TL;DR
This paper introduces UAV-Track VLA, a novel vision-language-action model for UAV tracking, supported by a large-scale dataset and benchmark, demonstrating superior real-time performance and zero-shot generalization in urban scenarios.
Contribution
The paper presents a new VLA tracking model with temporal compression and dual-branch decoding, along with a comprehensive dataset and benchmark for UAV embodied tracking.
Findings
UAV-Track VLA achieves 61.76% success rate in long-distance pedestrian tracking.

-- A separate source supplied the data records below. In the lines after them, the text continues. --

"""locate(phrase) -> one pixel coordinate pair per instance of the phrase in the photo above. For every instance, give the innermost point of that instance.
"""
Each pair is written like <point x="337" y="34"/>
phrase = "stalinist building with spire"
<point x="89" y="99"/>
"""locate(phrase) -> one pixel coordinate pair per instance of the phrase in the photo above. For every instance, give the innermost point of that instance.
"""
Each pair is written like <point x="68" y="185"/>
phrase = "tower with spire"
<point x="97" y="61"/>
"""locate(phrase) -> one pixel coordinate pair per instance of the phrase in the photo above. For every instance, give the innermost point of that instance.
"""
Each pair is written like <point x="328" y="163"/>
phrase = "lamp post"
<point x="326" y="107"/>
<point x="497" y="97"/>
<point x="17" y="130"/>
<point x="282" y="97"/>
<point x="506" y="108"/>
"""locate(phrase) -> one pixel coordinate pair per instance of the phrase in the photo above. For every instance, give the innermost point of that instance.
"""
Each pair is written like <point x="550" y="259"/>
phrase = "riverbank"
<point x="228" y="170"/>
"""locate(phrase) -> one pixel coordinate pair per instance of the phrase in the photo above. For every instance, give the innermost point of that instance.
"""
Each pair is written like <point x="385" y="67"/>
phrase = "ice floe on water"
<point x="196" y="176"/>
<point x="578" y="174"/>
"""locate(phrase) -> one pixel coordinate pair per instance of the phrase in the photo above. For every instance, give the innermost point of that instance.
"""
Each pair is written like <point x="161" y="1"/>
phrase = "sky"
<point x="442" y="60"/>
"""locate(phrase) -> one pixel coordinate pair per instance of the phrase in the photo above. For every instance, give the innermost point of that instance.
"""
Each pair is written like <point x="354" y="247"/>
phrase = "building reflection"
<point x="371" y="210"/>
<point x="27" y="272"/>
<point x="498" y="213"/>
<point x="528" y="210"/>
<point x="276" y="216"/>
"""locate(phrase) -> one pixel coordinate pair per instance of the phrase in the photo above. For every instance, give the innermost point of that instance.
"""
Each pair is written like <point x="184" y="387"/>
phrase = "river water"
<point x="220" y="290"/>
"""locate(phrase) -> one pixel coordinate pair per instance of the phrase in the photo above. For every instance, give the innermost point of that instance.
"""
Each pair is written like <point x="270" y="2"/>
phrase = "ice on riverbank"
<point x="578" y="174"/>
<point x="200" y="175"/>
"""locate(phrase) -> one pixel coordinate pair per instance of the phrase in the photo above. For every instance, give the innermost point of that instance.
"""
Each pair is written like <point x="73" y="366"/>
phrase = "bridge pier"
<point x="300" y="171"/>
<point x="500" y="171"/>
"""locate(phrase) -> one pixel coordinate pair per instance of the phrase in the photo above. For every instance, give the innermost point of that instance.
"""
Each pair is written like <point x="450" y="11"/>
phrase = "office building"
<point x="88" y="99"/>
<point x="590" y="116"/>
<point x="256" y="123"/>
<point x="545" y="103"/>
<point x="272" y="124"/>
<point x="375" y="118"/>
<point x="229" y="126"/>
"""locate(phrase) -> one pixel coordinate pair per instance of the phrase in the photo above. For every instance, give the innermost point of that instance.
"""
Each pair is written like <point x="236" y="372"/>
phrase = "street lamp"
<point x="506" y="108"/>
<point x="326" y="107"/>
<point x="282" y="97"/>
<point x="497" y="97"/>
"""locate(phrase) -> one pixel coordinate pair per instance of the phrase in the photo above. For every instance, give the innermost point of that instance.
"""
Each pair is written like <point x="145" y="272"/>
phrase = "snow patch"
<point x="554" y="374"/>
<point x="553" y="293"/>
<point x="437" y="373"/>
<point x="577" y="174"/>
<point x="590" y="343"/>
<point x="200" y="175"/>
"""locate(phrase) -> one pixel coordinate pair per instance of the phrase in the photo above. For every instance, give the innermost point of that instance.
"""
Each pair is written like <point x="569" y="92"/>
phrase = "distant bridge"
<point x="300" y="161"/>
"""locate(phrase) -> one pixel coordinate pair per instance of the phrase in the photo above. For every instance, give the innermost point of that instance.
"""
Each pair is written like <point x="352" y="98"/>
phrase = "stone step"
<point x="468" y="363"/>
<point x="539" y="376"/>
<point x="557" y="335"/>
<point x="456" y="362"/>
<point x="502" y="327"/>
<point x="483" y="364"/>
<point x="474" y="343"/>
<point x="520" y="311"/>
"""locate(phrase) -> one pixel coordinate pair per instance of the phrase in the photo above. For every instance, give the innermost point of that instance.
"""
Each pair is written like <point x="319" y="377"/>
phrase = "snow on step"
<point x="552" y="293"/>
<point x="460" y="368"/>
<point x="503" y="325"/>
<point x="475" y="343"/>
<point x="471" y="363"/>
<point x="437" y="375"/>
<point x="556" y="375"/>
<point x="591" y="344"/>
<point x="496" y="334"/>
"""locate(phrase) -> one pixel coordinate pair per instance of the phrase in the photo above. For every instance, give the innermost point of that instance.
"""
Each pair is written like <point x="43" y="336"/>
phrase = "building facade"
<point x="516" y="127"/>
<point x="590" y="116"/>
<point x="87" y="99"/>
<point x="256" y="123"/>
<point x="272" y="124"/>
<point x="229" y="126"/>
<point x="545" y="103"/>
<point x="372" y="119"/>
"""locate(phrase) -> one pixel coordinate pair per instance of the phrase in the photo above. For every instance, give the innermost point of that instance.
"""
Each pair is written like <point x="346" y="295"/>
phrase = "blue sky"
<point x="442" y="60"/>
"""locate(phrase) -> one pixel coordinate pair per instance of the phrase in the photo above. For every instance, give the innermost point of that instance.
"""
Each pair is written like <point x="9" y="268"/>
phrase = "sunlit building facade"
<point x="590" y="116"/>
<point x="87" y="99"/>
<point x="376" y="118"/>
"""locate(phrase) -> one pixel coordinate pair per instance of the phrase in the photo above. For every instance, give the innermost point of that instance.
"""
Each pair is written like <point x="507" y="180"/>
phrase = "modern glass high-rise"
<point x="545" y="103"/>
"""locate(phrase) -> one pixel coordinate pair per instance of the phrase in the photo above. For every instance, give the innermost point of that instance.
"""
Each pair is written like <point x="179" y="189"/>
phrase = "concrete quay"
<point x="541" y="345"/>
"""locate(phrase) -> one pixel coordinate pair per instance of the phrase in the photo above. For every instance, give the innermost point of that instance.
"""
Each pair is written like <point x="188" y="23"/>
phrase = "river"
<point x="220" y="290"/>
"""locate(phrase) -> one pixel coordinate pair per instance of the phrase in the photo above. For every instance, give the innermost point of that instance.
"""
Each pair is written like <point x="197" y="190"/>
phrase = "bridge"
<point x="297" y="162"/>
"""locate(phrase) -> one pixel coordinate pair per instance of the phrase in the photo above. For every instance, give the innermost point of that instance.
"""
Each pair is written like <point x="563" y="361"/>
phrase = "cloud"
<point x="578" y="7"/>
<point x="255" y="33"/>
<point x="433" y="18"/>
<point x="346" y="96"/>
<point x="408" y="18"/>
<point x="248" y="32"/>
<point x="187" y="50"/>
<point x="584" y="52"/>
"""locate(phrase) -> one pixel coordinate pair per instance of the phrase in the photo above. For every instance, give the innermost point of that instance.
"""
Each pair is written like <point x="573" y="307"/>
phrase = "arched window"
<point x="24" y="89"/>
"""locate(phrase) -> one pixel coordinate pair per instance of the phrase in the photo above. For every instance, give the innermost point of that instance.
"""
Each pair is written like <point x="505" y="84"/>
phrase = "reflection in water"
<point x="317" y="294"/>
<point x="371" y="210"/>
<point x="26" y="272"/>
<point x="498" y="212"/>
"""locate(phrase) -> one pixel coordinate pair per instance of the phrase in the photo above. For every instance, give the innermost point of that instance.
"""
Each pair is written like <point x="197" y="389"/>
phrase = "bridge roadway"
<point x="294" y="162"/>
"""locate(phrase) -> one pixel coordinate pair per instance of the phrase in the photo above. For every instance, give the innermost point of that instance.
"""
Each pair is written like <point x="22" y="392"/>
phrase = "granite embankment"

The model reduces inference latency by 33.4% to 0.0571s.
Systematic experiments validate superior performance and zero-shot generalization.
Abstract
Embodied visual tracking is crucial for Unmanned Aerial Vehicles (UAVs) executing complex real-world tasks. In dynamic urban scenarios with complex semantic requirements, Vision-Language-Action (VLA) models show great promise due to their cross-modal fusion and continuous action generation capabilities. To benchmark multimodal tracking in such environments, we construct a dedicated evaluation benchmark and a large-scale dataset encompassing over 890K frames, 176 tasks, and 85 diverse objects. Furthermore, to address temporal feature redundancy and the lack of spatial geometric priors in existing VLA models, we propose an improved VLA tracking model, UAV-Track VLA. Built upon the architecture, our model introduces a temporal compression net to efficiently capture inter-frame dynamics. Additionally, a parallel dual-branch decoder comprising a spatial-aware auxiliary grounding…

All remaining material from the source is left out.